Movie reviews
When Gary and his sweetheart Mary (Amy Adams) travel to Hollywood to celebrate their anniversary, Walter tags along, only to discover, during a tour of the dilapidated Muppet Museum, that dastardly oilman Tex Richman (Chris Cooper) plans to buy the museum and tear it down in order to drill for oil. Can Walter, Gary and Mary get the Muppets back together for one last fundraising show? Directed by former Ali G and Flight of the Conchords writer James Bobin, The Muppets is a suitably barnstorming return to form by Kermit, Miss Piggy, Fozzie, et al. The movie is as happy poking fun at the Muppets’ legacy as it is in providing some classically hopeless slapstick courtesy of Fozzie Bear. The Muppets are a little less anarchic than of yore, but Segel’s script is largely intended as a heartwarming homage to the timeless charm of the Muppet Show, and may well end up as the dictionary definition of entertainment for all the family.
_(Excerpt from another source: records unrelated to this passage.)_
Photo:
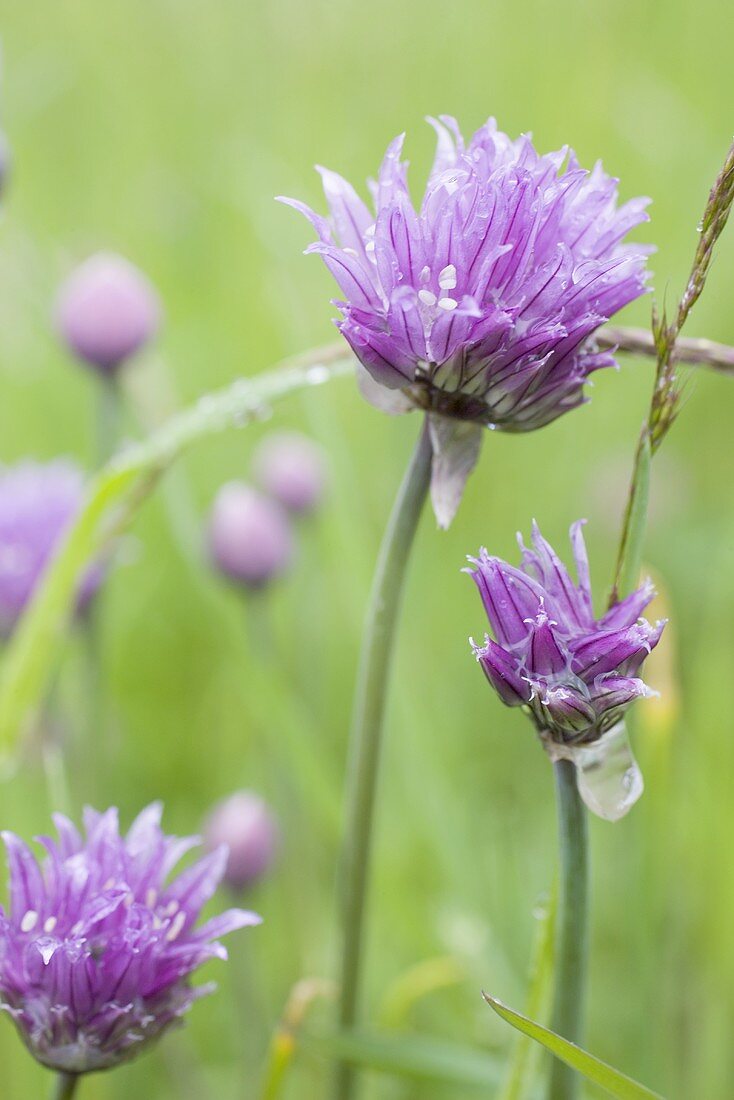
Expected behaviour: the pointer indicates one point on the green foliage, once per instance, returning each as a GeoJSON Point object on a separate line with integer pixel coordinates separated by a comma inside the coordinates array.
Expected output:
{"type": "Point", "coordinates": [113, 497]}
{"type": "Point", "coordinates": [163, 130]}
{"type": "Point", "coordinates": [616, 1084]}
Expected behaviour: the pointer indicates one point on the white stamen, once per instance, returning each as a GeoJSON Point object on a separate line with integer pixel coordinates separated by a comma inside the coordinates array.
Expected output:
{"type": "Point", "coordinates": [177, 924]}
{"type": "Point", "coordinates": [30, 921]}
{"type": "Point", "coordinates": [447, 277]}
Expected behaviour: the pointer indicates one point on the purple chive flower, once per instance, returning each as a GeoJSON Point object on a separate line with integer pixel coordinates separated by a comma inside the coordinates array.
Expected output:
{"type": "Point", "coordinates": [107, 310]}
{"type": "Point", "coordinates": [250, 538]}
{"type": "Point", "coordinates": [291, 468]}
{"type": "Point", "coordinates": [576, 673]}
{"type": "Point", "coordinates": [99, 944]}
{"type": "Point", "coordinates": [37, 503]}
{"type": "Point", "coordinates": [247, 826]}
{"type": "Point", "coordinates": [482, 304]}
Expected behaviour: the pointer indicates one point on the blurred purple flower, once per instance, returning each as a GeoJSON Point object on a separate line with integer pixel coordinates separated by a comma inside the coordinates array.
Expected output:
{"type": "Point", "coordinates": [292, 469]}
{"type": "Point", "coordinates": [37, 503]}
{"type": "Point", "coordinates": [245, 825]}
{"type": "Point", "coordinates": [106, 311]}
{"type": "Point", "coordinates": [576, 673]}
{"type": "Point", "coordinates": [481, 305]}
{"type": "Point", "coordinates": [98, 947]}
{"type": "Point", "coordinates": [250, 538]}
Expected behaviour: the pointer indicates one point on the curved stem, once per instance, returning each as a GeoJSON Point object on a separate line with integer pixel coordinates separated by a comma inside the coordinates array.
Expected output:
{"type": "Point", "coordinates": [571, 927]}
{"type": "Point", "coordinates": [365, 737]}
{"type": "Point", "coordinates": [65, 1087]}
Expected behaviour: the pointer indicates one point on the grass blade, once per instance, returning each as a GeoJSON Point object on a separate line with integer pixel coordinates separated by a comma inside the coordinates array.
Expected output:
{"type": "Point", "coordinates": [615, 1082]}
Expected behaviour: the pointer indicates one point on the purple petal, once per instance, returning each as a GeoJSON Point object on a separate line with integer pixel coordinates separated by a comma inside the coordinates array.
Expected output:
{"type": "Point", "coordinates": [502, 670]}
Keira Knightley’s performance in A Dangerous Method (16s) is so outlandish at times that you wouldn’t be surprised to learn that she’d been taking method acting lessons from Muppets drummer Animal. David Cronenberg’s film about the relationship between Sigmund Freud (Viggo Mortensen) and Carl Jung (Michael Fassbender) puts her in an almost impossible position, playing Sabina Spielrein, a woman so conflicted by her masochistic sexual desires that she is at times reduced to a desperate grunting while hunching over like a wounded bird. Sabina recovers to become a well-respected psychologist, although the main thrust of Cronenberg’s narrative veers away from this potentially fascinating tale to concern itself with Freud and Jung, adroitly played by Mortensen and Fassbender, respectively, who are so restrained by comparison with Sabina that they tend to fade into the backdrop whenever she appears. Uneven in tone and fatally unfocused, in terms of its narrative drive, it surprisingly peters out with a whimper rather than a bang.